Als serienmäßige Dreingabe arbeiten ein Antiblockiersystem und eine kaum merkliche Servolenkung für den Fahrer. Das Ergebnis ist kein knorriger Roadster, der über Fahrbahnwellen hoppelt, sondern ein ernstzunehmender und moderner Sportwagen, der sich feinnervig und präzise durch jede Kurve lenken lässt.

Grundlage des gelungenen Fahrwerks ist eine sehr verwindungssteife Karosserie, die sich aus einem Aluminiumrahmen, den bewährten Eschenholz-Elementen und der Außenhaut aus Aluminiumblech aufbaut. Kurz gesagt: Der glücklose und immer schielende Morgan Aero hat sein Rückgrat und die Organe gespendet. Die Optik dagegen ist klassisch Plus 8, nur breiter. Und die Mischung aus traditioneller Vorkriegsoptik und aktueller Technik ist eben schon lange das Erfolgsrezept für die jährlich rund 600 handgefertigten Morgans.

Gestartet wird der Achtzylinder über einen Knopf im Armaturenbrett. Der handgeschaltete Testwagen - ja, für Frevler gibt es sogar ein Automatikgetriebe - lässt sich spielerisch durch den Stadtverkehr bewegen. 60 km/h im sechsten Gang sind kein Problem, der Motor hängt sauber am Gas und blubbert leise vor sich hin. So ist der Plus 8 ein Gentleman-Roadster, ein überraschend komfortables Luxuscabriolet mit Gelassenheitsgarantie.

Ein leichter Tritt aufs Gaspedal reicht aus, um alle anderen im Rückspiegel klein werden zu lassen. Dabei ist es fast egal, ob der dritte oder sechste Gang eingelegt ist, der Motor schöpft aus dem Vollen in Form von 490 Newtonmetern Drehmoment oder, diesen Seitenhieb gegen das metrische System lassen sich die Briten nicht nehmen, 370 lb/ft. Nur zu klein sollte der Gang nicht sein und die Drehzahl nicht zu hoch.

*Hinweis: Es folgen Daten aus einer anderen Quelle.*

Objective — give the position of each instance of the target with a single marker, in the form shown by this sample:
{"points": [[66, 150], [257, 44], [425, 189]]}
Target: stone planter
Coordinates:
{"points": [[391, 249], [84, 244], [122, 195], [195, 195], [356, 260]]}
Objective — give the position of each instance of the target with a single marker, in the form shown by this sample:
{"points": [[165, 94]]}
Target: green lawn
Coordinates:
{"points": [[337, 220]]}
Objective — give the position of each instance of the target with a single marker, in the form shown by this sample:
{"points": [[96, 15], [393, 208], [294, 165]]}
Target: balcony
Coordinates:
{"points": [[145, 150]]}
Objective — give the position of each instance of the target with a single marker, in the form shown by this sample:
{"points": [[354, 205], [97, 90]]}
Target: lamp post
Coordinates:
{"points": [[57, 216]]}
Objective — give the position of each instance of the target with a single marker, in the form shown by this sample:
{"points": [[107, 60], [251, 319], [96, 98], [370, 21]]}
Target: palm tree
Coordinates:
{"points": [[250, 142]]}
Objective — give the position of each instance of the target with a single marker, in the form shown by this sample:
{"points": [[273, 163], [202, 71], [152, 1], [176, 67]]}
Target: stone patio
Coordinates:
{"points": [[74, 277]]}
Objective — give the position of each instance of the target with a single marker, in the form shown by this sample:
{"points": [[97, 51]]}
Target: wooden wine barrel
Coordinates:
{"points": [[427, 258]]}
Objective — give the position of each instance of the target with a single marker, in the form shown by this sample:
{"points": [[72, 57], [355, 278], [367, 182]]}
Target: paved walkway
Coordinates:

Dann nämlich springt der Morgan Plus 8 nach vorne. Die Werksangabe von 4,5 Sekunden für den Standardspurt ist ein unvollkommenes Maß für die erlebte Beschleunigung. Morgan bringt es selbst auf den Punkt: 315 PS pro Tonne (Porsche 991: 251 PS/t) sind eine Ansage. Die Kraft des Saugmotors von BMW steigt linear an, und zwar von sehr stark bei wenig Touren bis brutal, wenn die Drehzahlnadel über 4000 Umdrehungen anzeigt.

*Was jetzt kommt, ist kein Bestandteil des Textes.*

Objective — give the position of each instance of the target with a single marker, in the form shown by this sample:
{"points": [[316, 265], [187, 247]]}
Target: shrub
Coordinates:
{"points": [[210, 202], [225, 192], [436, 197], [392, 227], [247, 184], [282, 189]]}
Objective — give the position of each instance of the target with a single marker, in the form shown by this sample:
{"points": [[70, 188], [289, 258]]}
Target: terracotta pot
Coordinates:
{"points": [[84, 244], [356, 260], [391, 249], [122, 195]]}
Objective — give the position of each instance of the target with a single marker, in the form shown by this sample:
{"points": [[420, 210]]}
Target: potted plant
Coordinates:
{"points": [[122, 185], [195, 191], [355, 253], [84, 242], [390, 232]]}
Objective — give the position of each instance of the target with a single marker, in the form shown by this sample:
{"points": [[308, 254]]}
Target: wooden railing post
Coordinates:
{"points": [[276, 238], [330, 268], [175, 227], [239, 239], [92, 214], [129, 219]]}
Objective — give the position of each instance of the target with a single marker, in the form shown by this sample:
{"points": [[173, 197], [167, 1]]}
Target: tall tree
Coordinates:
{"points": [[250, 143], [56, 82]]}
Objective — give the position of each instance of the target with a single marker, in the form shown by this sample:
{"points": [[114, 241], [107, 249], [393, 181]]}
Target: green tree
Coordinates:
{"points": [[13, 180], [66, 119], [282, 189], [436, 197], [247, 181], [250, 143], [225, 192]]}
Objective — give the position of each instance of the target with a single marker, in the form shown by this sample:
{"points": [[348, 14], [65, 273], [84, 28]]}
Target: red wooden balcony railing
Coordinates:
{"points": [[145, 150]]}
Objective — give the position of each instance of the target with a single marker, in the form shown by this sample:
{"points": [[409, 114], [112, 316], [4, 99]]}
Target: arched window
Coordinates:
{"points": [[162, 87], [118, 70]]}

Nie zu laut, aber immer präsent

Dann ist es auch vorbei mit der zurückhaltenden Tonart des V8-Motors. Er bleibt vibrationsarm und klingt aggressiv, ohne in das hämmernde Stakkato eines US-V8 zu verfallen. Dabei ist das Geräusch immer angenehm präsent und nie nervtötend laut.

Umsicht ist bei schneller Fahrt dringend erforderlich, weil es leider keine Antriebsschlupfregelung oder gar ein ESP gibt. Selbst auf trockener Straße suchen die Reifen immer wieder vergeblich nach Grip. Leichte Drifts sind zwar gut kontrollierbar, wenn sie bewusst provoziert werden. Trotzdem wäre eine elektronische Traktionshilfe für den Alltag sinnvoll.

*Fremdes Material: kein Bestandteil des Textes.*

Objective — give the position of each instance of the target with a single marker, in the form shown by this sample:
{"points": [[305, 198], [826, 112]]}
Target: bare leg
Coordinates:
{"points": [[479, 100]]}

Nach kurzen, politisch nicht korrekten Zwischenspurts verfällt man ohnehin zurück in den Gentleman-Modus. Souveränes Gleiten macht mehr Freude als wildes Scheuchen. Auf das Ausloten der Höchstgeschwindigkeit von knapp 250 km/h verzichtet man hinter der steilen Frontscheibe mit den drei kleinen Wischerblättern freiwillig.

Auffällig ist, dass sich Passanten vom 108.000 Euro teuren Morgan Plus 8 nicht provoziert fühlen. Während man in deutschen oder italienischen Sportwagen gelegentlich und unaufgefordert einen Stinkefinger erntet, bekommt man im Morgan den hochgereckten Daumen und ein Lächeln. Oldtimer sind eben beliebt. Auch wenn der hier nur wie einer aussieht.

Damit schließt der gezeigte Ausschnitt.